The Missions: Number 4

The fourth of the chain of Franciscan missions in Alta California was founded on the Feast of the Birth of Mary, September 8, 1771, and named San Gabriel Arcángel in honor of the Archangel Gabriel, Holy Prince of Angels. Five years later, when a flash flood destroyed much of the crops and ruined the complex, the mission was relocated five miles closer to the San Gabriel Mountains. The 1812 Wrightwood earthquake caused the bell-wall to collapse, after which a larger, six-bell structure was constructed.  The architecture of the mission church, with its tall, narrow windows designed by Spaniard Father Antonio Cruzado in a Moorish style, is unique among the 21 missions. In its prime San Gabriel furnished food and supplies to settlements and other missions from its vast stores of livestock, soap and candle operations, tannery, and extensive vineyards.
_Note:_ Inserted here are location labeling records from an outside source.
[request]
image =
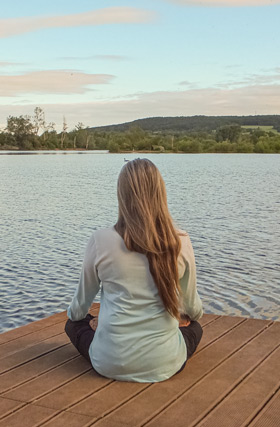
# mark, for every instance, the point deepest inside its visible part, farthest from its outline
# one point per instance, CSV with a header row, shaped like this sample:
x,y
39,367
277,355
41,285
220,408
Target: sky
x,y
114,61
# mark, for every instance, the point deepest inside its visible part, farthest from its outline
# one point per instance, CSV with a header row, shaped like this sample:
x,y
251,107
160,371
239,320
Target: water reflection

Well over 25,000 baptisms were conducted there between 1771 and 1834, when the mission was secularized; afterward, many of its structures fell into ruins. However, the chapel remained in use, and in the early 19th century the Claretian Missionary Fathers began the job of rebuilding and restoring the complex. Today the landmark Mission San Gabriel Arcángel is an active Roman Catholic house of worship that supports many religious and secular activities, with an adjacent elementary school, and a high school for young women nearby.